The saga starts a few years ago, when I started watching Cesar Millan, The Dog Whisperer, "rehabilitate people and train dogs." Cesar Millan makes it look so easy. He maintains that dogs follow calm and assertive energy, ergo, owners need to be calm and assertive. Learning to walk the dog is vital, he says. Dogs needs three things: exercise, discipline, and affection.
I can follow that regimen, or so I thought. My husband, who had owned dogs before, was dubious. But I persisted in my prideful opinion of my abilities.
Making a long story short, my husband and I decided to give my son an early Christmas present. Last weekend, we adopted a cute 13-month-old chocolate lab-mix who has lived most of her life at a dog rescue ranch. Yesterday, Cameron renamed her Theia.
Since my son is working nights, I've decided to take her for morning and evening walks for exercise. Like Cesar instructed, I've waited at the door for her to calm down. I'm outside first, and we're pretty good going down the front steps side-by-side. However, the moment we hit the sidewalk, Theia tries to gallop--not run, gallop--taking me with her. Calmly, I rein her in and sit her down and check my breathing, re-adjusting her collar, and make sure I'm holding the leash correctly. But as soon as I take a step, it starts all over again.
As for my idea of a quiet time with God while walking Theia, well, it hasn't been so quiet. Twice I've gone out with a cup of coffee in one hand, her leash in the other, and a prayer on my lips. Both times I've spilled the coffee, and my "praise God" has quickly turned into "Stop! Dog!"

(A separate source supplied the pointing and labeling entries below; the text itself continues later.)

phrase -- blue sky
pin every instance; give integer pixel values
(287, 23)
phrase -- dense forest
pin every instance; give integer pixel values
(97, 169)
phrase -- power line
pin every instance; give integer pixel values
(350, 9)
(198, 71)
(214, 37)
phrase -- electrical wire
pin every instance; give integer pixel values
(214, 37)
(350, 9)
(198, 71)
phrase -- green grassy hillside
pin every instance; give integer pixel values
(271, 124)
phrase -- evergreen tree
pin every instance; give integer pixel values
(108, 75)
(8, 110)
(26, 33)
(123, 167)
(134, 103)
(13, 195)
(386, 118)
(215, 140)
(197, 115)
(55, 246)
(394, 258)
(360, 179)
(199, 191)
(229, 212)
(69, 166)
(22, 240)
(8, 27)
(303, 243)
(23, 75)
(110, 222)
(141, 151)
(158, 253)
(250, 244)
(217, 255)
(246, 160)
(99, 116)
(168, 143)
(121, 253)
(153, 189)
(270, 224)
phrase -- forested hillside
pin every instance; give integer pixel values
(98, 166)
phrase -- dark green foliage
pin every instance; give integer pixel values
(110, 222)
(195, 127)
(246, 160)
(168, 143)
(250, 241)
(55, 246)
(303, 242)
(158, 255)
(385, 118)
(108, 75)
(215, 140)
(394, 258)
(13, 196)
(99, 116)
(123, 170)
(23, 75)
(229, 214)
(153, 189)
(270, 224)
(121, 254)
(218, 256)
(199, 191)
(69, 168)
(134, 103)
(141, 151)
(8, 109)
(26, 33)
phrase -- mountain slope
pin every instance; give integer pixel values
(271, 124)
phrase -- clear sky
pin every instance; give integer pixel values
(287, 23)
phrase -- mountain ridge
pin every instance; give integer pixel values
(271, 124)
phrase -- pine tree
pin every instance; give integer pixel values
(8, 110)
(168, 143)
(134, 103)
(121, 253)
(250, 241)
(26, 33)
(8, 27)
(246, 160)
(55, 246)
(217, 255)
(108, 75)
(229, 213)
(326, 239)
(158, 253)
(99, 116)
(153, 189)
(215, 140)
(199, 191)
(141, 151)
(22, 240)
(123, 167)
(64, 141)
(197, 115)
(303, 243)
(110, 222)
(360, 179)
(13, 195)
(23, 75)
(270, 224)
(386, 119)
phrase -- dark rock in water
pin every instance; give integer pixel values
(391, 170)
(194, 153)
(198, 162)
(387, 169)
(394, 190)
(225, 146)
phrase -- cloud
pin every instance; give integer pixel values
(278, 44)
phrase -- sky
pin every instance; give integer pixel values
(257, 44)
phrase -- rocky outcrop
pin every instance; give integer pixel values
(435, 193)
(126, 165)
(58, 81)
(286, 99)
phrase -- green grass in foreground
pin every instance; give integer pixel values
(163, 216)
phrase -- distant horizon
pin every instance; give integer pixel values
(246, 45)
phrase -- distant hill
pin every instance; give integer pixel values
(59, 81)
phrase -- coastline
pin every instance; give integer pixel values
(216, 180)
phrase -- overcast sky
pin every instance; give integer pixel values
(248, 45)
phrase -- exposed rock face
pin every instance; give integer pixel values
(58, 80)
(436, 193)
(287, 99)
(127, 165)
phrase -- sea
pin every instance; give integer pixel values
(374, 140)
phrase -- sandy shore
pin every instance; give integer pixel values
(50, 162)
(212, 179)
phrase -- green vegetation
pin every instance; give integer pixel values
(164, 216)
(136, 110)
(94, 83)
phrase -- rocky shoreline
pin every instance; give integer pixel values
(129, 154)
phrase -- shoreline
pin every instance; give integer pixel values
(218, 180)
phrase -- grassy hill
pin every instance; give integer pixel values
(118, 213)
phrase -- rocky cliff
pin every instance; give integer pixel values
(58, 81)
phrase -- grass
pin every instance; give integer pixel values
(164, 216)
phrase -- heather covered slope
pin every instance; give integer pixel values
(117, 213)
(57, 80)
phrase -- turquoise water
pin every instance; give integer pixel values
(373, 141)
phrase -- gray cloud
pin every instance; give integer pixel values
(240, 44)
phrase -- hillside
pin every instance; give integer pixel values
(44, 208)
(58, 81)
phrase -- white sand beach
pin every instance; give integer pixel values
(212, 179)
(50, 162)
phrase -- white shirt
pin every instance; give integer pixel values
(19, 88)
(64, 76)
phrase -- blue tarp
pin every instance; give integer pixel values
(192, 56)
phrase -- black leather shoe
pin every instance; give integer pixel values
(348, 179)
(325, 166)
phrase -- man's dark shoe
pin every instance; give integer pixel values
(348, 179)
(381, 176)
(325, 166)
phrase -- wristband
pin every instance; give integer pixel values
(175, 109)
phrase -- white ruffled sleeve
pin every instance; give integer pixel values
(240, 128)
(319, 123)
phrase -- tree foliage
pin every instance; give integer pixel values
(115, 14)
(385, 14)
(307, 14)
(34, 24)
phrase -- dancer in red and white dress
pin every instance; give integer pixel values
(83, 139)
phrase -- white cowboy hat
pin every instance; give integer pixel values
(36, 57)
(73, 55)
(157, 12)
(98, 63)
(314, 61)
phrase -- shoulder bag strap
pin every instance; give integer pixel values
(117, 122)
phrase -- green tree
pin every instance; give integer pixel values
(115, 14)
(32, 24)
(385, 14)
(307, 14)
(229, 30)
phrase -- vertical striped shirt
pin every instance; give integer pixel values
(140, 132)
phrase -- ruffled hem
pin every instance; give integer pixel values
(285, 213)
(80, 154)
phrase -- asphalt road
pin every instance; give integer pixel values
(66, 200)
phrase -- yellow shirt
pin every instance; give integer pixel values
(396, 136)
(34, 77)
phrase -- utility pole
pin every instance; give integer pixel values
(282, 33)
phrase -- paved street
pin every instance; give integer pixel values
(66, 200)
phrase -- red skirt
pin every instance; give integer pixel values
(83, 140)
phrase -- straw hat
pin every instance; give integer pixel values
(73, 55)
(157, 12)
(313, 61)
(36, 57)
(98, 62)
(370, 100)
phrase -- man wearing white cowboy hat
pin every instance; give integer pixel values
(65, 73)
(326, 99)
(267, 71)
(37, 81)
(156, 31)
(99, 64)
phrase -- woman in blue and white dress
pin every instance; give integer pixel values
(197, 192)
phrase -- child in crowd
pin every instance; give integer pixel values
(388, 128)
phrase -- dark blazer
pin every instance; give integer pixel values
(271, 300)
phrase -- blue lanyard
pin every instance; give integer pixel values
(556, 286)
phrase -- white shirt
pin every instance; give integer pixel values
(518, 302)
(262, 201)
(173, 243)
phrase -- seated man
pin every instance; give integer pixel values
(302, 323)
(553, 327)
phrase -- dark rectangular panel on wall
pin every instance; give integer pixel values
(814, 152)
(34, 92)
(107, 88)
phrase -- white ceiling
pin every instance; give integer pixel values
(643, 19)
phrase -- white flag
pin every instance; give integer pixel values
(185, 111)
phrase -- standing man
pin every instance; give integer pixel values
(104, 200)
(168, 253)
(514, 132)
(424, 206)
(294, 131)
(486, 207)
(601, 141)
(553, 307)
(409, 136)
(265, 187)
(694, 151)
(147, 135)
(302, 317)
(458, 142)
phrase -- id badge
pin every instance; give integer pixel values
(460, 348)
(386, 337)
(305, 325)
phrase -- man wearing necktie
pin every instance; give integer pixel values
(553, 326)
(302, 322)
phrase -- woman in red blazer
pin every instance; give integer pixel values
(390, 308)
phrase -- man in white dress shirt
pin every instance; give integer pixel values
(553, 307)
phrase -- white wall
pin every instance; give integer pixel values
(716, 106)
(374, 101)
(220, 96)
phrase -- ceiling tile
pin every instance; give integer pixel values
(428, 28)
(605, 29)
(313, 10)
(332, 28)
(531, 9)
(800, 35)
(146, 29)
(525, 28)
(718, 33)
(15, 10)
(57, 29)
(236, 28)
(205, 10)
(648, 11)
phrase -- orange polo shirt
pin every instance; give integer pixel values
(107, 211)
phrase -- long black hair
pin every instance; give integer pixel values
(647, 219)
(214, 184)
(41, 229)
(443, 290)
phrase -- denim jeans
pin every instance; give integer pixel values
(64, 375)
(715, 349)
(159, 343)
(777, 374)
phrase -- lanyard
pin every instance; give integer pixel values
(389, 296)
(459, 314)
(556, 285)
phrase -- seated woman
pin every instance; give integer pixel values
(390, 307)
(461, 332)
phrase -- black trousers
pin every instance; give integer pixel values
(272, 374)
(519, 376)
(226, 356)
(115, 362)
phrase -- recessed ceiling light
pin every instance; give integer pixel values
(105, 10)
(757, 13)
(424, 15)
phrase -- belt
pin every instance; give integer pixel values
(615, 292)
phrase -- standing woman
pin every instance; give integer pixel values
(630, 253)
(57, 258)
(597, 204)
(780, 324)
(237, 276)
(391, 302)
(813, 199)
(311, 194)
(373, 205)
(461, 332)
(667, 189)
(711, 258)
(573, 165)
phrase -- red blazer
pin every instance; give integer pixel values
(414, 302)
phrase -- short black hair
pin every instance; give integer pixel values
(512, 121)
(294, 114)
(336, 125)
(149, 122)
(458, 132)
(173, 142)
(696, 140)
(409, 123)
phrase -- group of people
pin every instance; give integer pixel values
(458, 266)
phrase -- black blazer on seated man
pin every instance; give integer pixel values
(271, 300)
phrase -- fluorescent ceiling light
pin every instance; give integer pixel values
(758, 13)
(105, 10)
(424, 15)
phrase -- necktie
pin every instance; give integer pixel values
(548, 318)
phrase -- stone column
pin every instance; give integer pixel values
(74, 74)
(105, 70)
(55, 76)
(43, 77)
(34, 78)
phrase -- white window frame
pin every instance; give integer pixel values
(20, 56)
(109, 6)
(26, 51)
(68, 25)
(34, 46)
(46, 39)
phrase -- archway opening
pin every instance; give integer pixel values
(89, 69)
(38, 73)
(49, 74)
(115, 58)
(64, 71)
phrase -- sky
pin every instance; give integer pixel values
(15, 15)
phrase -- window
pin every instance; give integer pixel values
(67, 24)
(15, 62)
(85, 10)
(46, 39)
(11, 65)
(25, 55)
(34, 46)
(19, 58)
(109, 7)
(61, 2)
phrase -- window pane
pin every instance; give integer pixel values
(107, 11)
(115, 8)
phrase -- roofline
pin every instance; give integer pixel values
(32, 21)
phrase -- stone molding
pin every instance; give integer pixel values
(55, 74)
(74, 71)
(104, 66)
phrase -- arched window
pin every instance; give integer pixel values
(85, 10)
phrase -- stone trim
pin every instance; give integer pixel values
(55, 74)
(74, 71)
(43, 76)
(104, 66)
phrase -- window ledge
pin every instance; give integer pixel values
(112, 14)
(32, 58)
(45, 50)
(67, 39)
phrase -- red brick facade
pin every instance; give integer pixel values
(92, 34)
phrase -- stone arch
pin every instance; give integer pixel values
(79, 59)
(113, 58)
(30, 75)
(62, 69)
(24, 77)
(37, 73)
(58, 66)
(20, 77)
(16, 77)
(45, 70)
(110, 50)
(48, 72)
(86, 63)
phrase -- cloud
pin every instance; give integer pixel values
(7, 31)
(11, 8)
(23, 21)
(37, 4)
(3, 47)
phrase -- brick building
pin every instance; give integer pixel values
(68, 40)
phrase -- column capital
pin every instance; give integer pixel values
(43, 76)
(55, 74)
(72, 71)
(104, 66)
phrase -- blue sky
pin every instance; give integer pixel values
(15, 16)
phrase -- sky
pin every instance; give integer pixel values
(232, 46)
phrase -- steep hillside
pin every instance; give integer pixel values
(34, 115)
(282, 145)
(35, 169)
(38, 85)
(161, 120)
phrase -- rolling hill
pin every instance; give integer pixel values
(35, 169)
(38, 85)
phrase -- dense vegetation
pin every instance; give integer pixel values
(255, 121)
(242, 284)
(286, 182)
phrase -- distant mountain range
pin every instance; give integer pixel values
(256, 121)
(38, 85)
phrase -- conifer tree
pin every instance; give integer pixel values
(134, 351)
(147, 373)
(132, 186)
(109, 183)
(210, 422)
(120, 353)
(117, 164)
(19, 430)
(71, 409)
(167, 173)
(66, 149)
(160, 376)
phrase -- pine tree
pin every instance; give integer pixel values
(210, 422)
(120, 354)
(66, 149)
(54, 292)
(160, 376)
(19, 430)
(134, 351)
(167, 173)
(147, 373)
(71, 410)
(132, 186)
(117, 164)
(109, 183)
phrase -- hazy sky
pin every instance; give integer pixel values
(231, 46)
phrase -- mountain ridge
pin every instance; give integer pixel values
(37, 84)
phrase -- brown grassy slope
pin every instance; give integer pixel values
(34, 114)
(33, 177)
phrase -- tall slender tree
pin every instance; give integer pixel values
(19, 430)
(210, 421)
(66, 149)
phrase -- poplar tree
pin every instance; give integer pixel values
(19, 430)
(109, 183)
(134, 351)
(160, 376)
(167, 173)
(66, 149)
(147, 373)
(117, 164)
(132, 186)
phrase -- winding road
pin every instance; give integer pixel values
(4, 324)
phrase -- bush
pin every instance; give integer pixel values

In the few days since we've gotten her, I've had other disasters. Monday, thinking I was in control, I took her to meet my auntie, who lives in an assisted living apartment. After our quick visit, I had to inform Auntie's care-givers that she might have a bruise or two on her arm from Theia's exuberant greeting.
This morning, my pride is in shambles and my body is aching. Despite it, I'm certain that God will use this beautiful animal to help me in my spiritual growth. As the writer of Proverbs says, pride goeth before a fall. Ouch!
Today, high on my Christmas wish list is dog training lessons.